Le « détricotage » de l’idéal européen ?
La montée des partis nationalistes en Europe, le chantage britannique au « Brexit », les vagues de réfugiés qui frappent aux portes des pays de l’Europe qui reconstruisent leurs frontières : tout cela conduit de plus en plus de citoyens à exprimer leur scepticisme sur le projet européen. Interrogé en décembre 2015 par le journal l’Opinion, Michel Rocard déclarait ceci : « Je suis devenu socialiste car la SFIO portait un idéal européen. Cette conviction ne m’a jamais lâchée mais je m’épuise. J’ai passé quinze ans au Parlement européen, participé à tous les colloques et assisté au détricotage de l’idéal. (…) On n’a jamais retrouvé l’enthousiasme fédéralisant des fondateurs incarné par les démocrates-chrétiens et les sociaux-démocrates ».
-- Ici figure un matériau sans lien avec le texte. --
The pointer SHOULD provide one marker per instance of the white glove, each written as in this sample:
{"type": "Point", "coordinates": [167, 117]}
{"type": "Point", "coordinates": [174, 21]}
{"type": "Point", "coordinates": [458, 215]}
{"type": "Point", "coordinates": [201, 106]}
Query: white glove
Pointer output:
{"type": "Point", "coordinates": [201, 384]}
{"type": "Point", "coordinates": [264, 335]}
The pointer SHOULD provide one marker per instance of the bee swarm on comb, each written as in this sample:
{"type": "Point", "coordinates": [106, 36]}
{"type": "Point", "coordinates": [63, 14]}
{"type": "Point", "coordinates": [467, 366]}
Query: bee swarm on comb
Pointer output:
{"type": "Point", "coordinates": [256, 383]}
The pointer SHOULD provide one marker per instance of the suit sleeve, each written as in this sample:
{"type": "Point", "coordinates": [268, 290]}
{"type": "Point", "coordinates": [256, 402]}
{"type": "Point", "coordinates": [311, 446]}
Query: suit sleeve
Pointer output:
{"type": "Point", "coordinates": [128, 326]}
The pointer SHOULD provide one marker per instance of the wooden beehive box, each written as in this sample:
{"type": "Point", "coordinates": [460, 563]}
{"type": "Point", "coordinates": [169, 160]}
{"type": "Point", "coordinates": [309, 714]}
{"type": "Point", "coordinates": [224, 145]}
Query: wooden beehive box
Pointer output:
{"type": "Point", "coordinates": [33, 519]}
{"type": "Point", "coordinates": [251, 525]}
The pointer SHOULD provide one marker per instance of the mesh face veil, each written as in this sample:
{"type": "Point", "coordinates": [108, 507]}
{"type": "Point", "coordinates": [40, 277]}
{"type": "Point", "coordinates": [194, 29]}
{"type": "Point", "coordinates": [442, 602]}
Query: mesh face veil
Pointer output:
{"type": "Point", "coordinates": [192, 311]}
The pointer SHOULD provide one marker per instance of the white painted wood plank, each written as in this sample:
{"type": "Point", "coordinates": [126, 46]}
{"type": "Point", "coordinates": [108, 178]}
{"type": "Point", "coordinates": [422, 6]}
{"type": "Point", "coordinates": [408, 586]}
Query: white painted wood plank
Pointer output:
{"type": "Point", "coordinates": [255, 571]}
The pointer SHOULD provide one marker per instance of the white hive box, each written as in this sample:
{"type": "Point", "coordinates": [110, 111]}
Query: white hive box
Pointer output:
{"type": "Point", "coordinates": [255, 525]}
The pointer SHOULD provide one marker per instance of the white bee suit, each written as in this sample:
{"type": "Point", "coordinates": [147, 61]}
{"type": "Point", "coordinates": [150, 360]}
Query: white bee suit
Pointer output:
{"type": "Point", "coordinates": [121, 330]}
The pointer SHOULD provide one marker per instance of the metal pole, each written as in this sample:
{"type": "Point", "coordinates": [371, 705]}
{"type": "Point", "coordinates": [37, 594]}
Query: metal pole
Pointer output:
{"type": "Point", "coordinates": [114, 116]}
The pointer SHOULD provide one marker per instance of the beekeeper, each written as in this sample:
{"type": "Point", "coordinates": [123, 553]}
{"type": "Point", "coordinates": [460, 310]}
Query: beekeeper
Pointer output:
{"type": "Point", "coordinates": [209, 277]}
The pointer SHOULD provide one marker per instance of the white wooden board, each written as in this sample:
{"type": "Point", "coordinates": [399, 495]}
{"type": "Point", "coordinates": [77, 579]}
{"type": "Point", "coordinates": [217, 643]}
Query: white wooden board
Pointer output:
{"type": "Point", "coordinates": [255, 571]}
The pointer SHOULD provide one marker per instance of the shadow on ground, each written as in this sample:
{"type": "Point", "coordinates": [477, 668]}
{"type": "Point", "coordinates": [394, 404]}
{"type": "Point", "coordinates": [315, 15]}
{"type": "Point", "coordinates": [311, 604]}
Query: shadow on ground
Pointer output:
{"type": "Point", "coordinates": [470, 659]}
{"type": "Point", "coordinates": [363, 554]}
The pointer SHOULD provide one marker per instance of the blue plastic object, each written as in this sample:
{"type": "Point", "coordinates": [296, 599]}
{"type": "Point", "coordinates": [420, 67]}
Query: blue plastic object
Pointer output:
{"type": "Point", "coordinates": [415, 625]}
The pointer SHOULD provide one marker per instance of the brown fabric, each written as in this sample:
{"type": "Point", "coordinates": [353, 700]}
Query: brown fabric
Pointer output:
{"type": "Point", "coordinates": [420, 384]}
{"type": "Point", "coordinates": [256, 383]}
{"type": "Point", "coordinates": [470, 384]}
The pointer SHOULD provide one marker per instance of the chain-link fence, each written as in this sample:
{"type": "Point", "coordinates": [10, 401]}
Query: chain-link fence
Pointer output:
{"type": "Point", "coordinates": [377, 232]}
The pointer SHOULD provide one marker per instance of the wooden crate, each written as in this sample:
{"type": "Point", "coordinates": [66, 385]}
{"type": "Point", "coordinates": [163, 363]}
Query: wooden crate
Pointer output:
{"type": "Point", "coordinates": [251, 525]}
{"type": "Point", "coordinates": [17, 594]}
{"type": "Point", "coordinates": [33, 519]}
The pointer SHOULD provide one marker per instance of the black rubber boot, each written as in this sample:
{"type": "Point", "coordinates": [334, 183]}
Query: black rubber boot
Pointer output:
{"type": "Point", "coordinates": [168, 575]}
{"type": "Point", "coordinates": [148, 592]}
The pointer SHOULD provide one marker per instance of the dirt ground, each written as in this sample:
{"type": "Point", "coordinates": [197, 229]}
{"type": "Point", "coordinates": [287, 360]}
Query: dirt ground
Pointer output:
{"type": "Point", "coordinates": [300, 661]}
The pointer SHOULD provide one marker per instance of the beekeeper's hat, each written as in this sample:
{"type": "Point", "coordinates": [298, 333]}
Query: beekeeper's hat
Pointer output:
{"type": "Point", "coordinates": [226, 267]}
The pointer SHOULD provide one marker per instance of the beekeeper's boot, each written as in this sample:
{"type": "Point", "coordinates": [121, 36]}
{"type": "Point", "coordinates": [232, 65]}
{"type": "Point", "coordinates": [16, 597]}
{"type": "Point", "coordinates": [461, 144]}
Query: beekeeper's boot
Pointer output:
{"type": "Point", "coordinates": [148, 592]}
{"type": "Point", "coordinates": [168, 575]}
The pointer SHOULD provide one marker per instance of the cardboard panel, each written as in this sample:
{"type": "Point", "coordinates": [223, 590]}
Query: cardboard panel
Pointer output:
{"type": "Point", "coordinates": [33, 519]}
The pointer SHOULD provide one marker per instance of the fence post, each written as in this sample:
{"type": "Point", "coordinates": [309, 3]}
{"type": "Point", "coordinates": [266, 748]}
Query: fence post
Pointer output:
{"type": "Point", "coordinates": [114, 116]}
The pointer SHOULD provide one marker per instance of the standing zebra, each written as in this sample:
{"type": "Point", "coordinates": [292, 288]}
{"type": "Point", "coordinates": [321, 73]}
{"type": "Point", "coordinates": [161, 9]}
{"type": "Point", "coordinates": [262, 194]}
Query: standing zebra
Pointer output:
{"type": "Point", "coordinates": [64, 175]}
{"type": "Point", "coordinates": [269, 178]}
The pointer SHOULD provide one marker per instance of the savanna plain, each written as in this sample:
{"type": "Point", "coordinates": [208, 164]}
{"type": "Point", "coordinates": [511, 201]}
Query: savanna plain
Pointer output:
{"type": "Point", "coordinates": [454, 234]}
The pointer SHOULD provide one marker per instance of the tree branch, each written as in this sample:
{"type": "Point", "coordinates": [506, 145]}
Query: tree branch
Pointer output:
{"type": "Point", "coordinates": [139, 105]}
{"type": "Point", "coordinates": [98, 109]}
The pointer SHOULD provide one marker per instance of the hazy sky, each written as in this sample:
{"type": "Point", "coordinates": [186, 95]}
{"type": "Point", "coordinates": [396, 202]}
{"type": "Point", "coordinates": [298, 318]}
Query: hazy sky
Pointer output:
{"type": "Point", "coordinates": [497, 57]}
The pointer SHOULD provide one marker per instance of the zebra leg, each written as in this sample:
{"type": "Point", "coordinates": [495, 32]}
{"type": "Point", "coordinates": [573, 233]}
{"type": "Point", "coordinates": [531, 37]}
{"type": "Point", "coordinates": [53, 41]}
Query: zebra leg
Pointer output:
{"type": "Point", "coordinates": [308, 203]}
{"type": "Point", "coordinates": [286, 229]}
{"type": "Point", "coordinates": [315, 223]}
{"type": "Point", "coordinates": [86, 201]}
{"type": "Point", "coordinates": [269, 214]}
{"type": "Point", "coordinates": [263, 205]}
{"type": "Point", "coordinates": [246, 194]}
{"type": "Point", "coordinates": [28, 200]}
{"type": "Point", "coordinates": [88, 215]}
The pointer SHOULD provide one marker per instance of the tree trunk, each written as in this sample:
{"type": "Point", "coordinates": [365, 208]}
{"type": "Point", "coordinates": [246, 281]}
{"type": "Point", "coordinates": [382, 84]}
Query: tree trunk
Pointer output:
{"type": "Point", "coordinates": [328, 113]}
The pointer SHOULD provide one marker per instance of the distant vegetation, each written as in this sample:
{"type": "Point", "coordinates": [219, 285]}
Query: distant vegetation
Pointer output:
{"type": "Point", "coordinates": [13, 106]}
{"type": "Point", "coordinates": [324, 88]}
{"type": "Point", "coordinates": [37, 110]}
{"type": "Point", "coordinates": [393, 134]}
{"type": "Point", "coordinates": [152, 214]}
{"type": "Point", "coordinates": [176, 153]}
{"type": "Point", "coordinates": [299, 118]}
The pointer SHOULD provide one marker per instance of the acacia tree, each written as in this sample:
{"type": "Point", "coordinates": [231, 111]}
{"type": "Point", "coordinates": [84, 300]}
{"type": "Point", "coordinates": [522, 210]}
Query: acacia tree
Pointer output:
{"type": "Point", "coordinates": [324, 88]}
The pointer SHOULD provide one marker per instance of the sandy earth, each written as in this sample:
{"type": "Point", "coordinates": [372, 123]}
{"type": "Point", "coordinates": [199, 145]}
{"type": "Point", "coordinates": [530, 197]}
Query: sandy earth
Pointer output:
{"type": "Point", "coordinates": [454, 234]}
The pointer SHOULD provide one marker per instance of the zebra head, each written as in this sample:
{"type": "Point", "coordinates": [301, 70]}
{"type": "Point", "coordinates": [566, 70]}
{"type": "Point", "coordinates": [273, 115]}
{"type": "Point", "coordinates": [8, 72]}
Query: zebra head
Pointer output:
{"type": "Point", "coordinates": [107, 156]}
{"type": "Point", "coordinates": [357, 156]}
L’accueil de nouveaux pays membres dans la Communauté avait conduit Jacques Delors à s’interroger : « Aujourd’hui, l’Europe ressemble à un ménage qui vient d’acheter un appartement dans une maison. Il a ajouté deux, trois pièces, mais il n’a pas d’architecte qui pense l’ensemble et réponde à la question centrale : pourquoi voulons-nous vivre et agir ensemble ? ». Ce qui conduit le philosophe Allemand Jürgen Habermas à affirmer : « Ce qui est célébré aujourd’hui comme modèle social européen ne peut être défendu que si, dans le cadre même de l’Europe, la politique est capable de revenir à la hauteur des marchés. Ce n’est qu’au niveau européen que l’on pourra récupérer tout ou partie de la capacité de régulation politique de toute façon perdue au niveau de l’État-Nation »1.
Lorsqu’on ne sait plus proposer aux peuples un élan vers plus d’ouverture, de justice et de solidarité, on peut tenter de les distraire en agrandissant le super marché de leur consommation. Au risque d’augmenter les frustrations de ceux qui se sentent de plus en plus largués dans une aventure dont la plupart des médias n’expriment que le point de vue de gagnants.
La construction européenne est l’apprentissage d’un rapport au politique comme pouvoir de régulation et non comme source d’identité. Comme l’écrit Jeremy Rifkin « L’union européenne est la première expérience d’institution gouvernementale dans un monde qui renonce progressivement au niveau géographique pour accéder à la sphère planétaire. Elle ne régit pas des relations de propriété au sein des territoires, elle gère bien davantage une activité humaine incessante et constamment mouvante dans des réseaux mondiaux »2. Une telle mutation n’est possible que si se met en place un travail d’évolution des consciences vers une responsabilité citoyenne planétaire.
C’est d’ailleurs ce qu’écrivait un des « Pères de l’Europe », Jean Monnet, au terme de ses Mémoires : « Ai-je assez fait comprendre que la Communauté que nous avons créée n’a pas sa fin en elle-même ? Elle est un processus de transformation qui continue celui dont nos formes de vie nationale sont issues … Les nations souveraines du passé ne sont plus le cadre où peuvent se résoudre les problèmes du présent. Et la Communauté elle-même n’est qu’une étape vers les formes d’organisation du monde de demain »3.
Plus que jamais, nous devons apprendre à conjuguer la diversité de nos identités culturelles et une citoyenneté post nationale dans un monde où les interdépendances croissantes vouent à l’échec tous les replis identitaires.
Bernard Ginisty
1 – Jürgen Habermas : Sur l’Europe, éditions Bayard, 2006, page 51.
2 – Jeremy Rifkin : Le rêve européen ou comment l’Europe se substitue peu à peu à l’Amérique dans notre imaginaire, éditions Fayard, 2005, page 288.
3 – Jean Monnet : Mémoires, Tome 2, éditions Le livre de poche, 1976 n° 5183, page 794.